Aunque las tragamonedas son fundamentalmente juegos de chance, se aplican algunas tácticas que sirven a divertirse de manera más responsable.
El paso inicial es definir un límite de gasto antes de cada partida. Fijate cuánto estás dispuesto a comprometer y jamás cruces ese monto por nada del mundo.
Igualmente es fundamental dividir ese bankroll en tramos más pequeñas. Si contás con $10,000 ARS para la semana, no los uses todos en una sola noche. Estirá en sesiones de $1,500-$2,000 para alargar la experiencia.
Un punto adicional es seleccionar la tipo de slot acorde a tu presupuesto. Si tenés poco, las slots de baja varianza te van a dar tiempo de juego más duraderas con premios constantes.
Tomate descansos regulares. Jugar sin parar desgasta y lleva a movimientos malas. Parate cada 30-45 minutos, caminá un poco, y volvés despejado.
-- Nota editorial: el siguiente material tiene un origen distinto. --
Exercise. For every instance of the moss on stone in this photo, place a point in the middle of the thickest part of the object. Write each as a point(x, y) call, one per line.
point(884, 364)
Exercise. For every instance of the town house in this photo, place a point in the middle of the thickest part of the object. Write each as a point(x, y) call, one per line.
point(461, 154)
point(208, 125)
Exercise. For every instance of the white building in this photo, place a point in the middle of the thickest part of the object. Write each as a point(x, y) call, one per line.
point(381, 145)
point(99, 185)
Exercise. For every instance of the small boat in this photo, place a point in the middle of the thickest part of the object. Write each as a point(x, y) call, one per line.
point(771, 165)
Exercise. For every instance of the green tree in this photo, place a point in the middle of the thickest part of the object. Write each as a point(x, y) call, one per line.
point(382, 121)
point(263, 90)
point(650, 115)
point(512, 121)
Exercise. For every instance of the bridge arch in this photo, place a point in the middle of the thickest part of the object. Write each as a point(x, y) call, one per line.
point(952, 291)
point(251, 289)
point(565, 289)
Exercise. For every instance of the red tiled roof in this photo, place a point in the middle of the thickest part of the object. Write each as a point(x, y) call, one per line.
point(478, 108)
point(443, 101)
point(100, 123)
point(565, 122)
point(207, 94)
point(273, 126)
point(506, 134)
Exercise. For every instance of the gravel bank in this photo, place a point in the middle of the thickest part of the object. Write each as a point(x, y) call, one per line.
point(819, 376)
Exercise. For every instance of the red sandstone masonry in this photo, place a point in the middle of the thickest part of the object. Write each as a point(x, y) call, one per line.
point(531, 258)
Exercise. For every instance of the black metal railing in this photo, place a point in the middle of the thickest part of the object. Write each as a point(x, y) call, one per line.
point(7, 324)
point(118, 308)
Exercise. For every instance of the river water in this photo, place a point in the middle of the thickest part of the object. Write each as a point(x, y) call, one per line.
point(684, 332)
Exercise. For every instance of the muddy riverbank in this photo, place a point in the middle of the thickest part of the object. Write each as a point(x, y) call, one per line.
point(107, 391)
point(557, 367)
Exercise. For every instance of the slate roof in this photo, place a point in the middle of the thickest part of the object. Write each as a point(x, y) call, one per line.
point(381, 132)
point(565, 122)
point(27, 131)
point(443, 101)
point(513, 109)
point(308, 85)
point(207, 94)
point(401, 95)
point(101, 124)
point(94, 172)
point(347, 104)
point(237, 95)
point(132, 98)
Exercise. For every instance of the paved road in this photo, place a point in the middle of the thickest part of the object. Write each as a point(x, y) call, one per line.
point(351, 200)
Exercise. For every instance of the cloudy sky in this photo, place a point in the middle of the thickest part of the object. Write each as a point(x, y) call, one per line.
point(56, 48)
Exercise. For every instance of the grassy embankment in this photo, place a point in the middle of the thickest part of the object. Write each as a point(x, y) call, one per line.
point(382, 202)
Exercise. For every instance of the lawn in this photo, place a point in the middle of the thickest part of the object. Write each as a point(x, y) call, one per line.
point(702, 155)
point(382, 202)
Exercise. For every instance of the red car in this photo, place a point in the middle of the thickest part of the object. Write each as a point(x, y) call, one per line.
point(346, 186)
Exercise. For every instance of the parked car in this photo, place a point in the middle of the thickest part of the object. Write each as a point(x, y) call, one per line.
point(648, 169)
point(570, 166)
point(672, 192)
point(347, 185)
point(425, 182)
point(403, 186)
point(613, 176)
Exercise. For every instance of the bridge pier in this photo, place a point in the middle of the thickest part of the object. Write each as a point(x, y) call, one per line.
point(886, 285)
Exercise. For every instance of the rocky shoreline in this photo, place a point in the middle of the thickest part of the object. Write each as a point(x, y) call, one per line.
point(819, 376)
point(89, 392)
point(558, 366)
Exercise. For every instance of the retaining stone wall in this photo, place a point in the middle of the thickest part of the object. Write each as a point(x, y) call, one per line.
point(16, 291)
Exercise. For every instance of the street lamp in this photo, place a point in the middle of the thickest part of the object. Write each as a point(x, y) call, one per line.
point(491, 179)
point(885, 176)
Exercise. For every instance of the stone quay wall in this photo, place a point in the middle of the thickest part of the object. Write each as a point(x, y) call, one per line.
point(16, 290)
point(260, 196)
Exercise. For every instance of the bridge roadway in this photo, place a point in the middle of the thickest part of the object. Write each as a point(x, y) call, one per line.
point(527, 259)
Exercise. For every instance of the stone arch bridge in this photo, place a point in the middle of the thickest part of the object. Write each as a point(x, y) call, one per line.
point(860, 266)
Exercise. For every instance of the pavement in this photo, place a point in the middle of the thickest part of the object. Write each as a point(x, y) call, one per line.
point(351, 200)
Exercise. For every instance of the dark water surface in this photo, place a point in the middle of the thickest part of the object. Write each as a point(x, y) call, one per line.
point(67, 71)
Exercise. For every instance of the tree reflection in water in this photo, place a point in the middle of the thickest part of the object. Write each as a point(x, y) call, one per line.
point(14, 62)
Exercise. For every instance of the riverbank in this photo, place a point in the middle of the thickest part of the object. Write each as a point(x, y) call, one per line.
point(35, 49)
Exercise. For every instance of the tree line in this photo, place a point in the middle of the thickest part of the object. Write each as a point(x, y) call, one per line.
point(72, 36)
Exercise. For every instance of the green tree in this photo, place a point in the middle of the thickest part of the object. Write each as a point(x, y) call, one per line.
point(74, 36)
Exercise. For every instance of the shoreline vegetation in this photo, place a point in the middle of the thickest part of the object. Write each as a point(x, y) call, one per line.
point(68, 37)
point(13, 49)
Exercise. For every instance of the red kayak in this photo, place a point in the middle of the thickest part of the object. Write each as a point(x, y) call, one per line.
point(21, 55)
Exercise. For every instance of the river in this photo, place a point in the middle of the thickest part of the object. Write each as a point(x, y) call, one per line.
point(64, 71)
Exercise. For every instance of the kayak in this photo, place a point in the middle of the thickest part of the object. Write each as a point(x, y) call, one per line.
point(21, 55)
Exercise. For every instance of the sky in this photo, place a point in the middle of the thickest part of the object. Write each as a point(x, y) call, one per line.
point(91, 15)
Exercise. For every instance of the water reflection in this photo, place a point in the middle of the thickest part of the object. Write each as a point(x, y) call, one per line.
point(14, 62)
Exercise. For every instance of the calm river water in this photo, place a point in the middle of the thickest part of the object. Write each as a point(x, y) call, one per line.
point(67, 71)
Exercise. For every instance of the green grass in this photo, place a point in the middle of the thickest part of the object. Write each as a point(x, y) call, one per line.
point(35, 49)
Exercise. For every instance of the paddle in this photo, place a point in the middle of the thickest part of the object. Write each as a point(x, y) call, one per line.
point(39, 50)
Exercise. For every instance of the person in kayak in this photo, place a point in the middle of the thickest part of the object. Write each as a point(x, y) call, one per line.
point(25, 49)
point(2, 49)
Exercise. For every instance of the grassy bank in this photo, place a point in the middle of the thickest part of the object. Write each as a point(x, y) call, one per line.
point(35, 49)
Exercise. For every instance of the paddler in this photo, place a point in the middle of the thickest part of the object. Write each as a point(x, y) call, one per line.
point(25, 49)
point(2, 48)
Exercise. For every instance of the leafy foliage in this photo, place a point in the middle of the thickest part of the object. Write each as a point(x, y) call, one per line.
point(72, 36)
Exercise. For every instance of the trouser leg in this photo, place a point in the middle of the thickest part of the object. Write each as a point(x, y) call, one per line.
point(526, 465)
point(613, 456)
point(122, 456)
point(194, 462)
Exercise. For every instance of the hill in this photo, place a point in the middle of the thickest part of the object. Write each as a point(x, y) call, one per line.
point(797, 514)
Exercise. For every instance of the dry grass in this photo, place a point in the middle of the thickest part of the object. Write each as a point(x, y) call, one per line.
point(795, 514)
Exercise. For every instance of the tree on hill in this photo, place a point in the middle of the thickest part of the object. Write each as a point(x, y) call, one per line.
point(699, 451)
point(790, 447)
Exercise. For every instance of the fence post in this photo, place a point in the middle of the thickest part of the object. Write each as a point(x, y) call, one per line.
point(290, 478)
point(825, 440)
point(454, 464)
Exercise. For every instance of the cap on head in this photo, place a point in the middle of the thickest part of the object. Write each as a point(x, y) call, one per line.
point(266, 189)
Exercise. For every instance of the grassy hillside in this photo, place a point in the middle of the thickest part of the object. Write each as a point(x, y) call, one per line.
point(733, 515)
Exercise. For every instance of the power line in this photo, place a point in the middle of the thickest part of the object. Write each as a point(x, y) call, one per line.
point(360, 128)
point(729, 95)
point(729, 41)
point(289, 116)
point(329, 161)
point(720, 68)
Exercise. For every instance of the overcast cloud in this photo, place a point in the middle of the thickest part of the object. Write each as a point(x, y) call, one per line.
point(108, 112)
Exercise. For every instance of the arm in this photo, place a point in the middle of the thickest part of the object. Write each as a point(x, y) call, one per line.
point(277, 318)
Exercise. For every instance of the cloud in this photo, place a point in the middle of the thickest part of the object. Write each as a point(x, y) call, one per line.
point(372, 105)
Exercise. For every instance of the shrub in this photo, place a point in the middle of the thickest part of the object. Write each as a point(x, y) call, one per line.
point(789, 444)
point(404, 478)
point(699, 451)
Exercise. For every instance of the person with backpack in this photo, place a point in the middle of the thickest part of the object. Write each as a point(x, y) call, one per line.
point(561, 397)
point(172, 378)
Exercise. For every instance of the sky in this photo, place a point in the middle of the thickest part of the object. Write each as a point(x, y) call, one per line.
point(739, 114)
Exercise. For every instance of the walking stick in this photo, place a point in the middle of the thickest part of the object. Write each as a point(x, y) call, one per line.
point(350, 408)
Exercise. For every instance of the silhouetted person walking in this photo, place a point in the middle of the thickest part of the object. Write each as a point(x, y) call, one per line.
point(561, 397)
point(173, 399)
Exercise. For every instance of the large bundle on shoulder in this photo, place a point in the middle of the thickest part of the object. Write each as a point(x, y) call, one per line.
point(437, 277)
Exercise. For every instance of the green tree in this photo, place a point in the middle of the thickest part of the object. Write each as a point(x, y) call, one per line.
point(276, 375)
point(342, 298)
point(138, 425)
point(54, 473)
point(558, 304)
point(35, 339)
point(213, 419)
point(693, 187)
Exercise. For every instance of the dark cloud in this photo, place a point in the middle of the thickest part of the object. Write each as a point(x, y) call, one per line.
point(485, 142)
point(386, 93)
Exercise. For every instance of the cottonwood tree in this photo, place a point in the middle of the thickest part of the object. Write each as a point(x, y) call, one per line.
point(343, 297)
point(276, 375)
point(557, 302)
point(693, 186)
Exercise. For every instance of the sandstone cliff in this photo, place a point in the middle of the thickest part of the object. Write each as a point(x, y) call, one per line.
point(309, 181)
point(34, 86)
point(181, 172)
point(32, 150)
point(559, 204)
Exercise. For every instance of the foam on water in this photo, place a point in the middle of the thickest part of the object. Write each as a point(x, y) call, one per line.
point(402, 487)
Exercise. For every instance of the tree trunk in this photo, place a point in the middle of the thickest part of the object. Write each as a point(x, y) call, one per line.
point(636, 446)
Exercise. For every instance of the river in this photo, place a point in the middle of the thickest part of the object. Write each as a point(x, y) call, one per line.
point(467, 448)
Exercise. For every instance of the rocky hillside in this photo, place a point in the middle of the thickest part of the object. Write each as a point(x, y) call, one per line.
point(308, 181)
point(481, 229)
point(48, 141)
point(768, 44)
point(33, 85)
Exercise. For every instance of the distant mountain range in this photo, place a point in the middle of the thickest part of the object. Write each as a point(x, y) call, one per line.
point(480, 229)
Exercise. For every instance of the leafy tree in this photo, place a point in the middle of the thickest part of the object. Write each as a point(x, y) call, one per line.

Mantené un registro de los movimientos lo que cargás legalidad y juego responsable ganás. Se ve complicado, licencia DGOJ pero al cabo de un mes vas a ver una imagen real de cómo va tu actividad. Frecuentemente la gente asume que va pareja cuando en realidad lleva tiempo en rojo.
Sobre todo: en ningún caso chasees pérdidas. Cuando se acaba el bankroll de la tarde, se acabó. Seguir con más plata para "recuperar" es la receta del libro para profundizar la pérdida.
Y si notás que el juego te está afectando, buscá ayuda de inmediato. Pedir ayuda es de valientes.